July 11, 2020
In previous posts, I have stated that no incumbent President has won re-election with an approval rating less than 48% on the last poll before the election since Truman.
The reasoning for this statistical fact is based on the theory that the approval rating gauges both the president’s popularity as well as his job performance. In essence, the job approval of a incumbent president is a referendum on his performance. Most scholars consider this rating the best single measure for reelection, but only within a couple of months of the election.
It’s no secret that Trump’s approval ratings have been low for sometime. His rating has averaged 42.9% over the last six months, 5% less than it should be on election day. But how does this compare to other president’s ratings at the same period in the past? And does he still have time to recover?
I decided that the 2012 election would make a good comparison since Barack Obama also suffered from a job approval deficiency during much of his final year before his reelection.

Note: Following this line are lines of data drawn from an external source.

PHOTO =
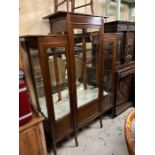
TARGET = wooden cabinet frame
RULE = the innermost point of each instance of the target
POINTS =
(63, 36)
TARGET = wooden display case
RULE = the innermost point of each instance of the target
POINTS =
(70, 66)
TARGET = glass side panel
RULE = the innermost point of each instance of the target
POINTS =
(38, 80)
(86, 45)
(59, 81)
(108, 58)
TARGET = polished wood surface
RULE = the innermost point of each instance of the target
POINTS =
(78, 116)
(58, 3)
(127, 129)
(31, 137)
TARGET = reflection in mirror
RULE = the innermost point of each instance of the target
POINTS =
(38, 79)
(86, 45)
(59, 81)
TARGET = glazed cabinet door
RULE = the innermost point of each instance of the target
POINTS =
(124, 89)
(120, 48)
(108, 72)
(53, 52)
(129, 50)
(86, 63)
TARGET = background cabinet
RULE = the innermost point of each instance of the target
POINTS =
(124, 35)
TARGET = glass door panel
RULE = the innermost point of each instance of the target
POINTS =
(85, 55)
(108, 65)
(59, 81)
(38, 79)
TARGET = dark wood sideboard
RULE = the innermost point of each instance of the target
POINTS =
(124, 35)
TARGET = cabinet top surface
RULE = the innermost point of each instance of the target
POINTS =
(46, 35)
(120, 22)
(64, 13)
(35, 119)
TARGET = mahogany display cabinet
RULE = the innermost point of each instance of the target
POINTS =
(124, 35)
(67, 68)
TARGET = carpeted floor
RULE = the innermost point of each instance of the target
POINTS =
(94, 140)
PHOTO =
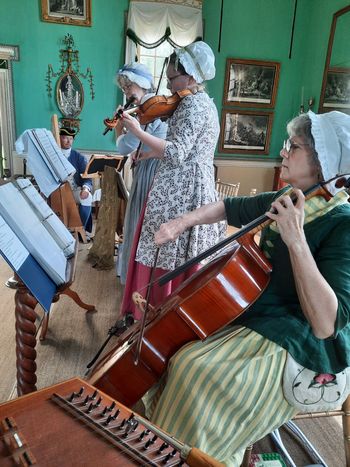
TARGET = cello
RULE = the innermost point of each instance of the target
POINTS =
(228, 285)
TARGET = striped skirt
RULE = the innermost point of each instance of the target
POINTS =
(223, 394)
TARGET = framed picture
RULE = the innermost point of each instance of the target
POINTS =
(251, 83)
(337, 90)
(75, 12)
(245, 132)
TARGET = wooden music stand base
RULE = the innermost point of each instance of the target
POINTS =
(25, 317)
(75, 297)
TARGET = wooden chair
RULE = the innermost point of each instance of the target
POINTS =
(225, 190)
(344, 412)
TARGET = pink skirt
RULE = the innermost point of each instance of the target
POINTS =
(139, 276)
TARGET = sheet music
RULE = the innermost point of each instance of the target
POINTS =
(11, 247)
(22, 219)
(44, 159)
(53, 224)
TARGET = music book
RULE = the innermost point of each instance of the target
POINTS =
(34, 223)
(27, 268)
(98, 162)
(45, 159)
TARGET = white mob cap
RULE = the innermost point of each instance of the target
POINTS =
(331, 132)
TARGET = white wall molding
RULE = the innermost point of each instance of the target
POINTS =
(245, 163)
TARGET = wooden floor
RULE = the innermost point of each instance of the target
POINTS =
(74, 337)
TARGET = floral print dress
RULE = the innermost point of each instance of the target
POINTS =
(184, 182)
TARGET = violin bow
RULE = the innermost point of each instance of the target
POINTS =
(145, 313)
(341, 179)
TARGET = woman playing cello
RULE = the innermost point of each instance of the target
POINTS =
(185, 179)
(225, 393)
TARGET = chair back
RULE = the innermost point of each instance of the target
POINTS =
(226, 190)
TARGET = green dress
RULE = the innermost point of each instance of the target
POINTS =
(225, 393)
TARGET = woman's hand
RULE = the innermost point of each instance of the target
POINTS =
(317, 299)
(289, 217)
(131, 124)
(170, 231)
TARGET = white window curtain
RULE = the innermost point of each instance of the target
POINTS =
(150, 22)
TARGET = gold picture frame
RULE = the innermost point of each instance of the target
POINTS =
(76, 13)
(245, 132)
(251, 83)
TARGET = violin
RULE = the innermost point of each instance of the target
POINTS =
(213, 297)
(155, 107)
(112, 123)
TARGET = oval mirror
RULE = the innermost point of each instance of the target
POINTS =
(335, 93)
(69, 95)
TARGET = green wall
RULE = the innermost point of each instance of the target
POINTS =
(261, 29)
(256, 29)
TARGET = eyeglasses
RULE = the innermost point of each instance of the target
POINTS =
(289, 145)
(126, 87)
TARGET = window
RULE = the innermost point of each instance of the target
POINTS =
(154, 60)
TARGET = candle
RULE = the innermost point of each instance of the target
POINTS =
(60, 97)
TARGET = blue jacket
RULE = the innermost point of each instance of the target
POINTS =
(79, 162)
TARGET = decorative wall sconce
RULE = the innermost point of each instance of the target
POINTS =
(69, 89)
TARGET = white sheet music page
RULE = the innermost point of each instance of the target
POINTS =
(49, 219)
(44, 159)
(24, 221)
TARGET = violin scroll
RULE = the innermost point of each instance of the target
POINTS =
(111, 123)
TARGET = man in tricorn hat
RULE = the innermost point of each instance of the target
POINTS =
(81, 187)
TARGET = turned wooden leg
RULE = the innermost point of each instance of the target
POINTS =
(74, 296)
(25, 340)
(346, 430)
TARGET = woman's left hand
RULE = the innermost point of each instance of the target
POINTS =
(131, 124)
(289, 217)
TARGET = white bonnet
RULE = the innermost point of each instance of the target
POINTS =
(331, 132)
(138, 74)
(198, 60)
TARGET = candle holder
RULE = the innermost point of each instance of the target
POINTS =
(69, 88)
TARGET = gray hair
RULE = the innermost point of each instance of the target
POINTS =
(300, 126)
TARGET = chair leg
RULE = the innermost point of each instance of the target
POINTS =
(346, 430)
(308, 446)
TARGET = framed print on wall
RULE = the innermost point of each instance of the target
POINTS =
(337, 90)
(251, 83)
(77, 12)
(245, 132)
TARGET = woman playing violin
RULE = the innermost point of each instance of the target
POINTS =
(185, 178)
(225, 393)
(136, 82)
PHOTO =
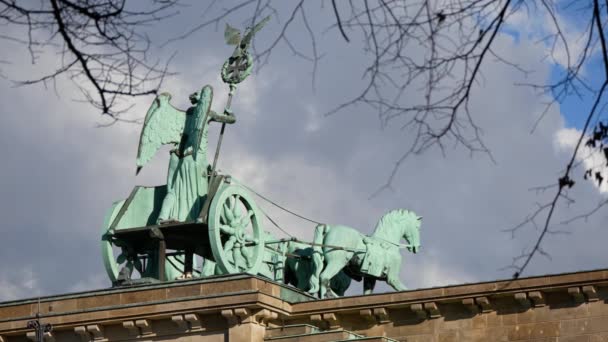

In a comparison of Trump and Obama’s job approval rating from January through June of their final year in office. In Table 1 below, are the approval ratings of both candidates’ from polls conducted on the same dates — but, of course, from different years: 2011 /2012 for Obama and 2019 / 2020 for Trump.
|TRUMP SURVEY||TRUMP||OBAMA||OBAMA SURVEY||POLL|
|End Date||APPROVE||APPROVE||END DATE||DIFFERNCE|
The survey dates are identical for both series to keep the comparison in the same time frame prior to the next election. The only difference is the year of the poll.
The last column shows the two candidate’s approval differences. Positive numbers indicate that Obama’s ratings were higher and the negative values shows that Trump’s ratings were higher (Obama rating ,- Trump rating).
During these two campaign time frames, Trump’s average approval rating is 43% and Obama has an average rating of 47%. The final two approval ratings for Trump in this series were his lowest at 37% each and trashed his average. In comparison, that gave Obama a 17% rating lead over Trump. The figure below shows how the two candidate’s approval ratings varied in the respective time periods.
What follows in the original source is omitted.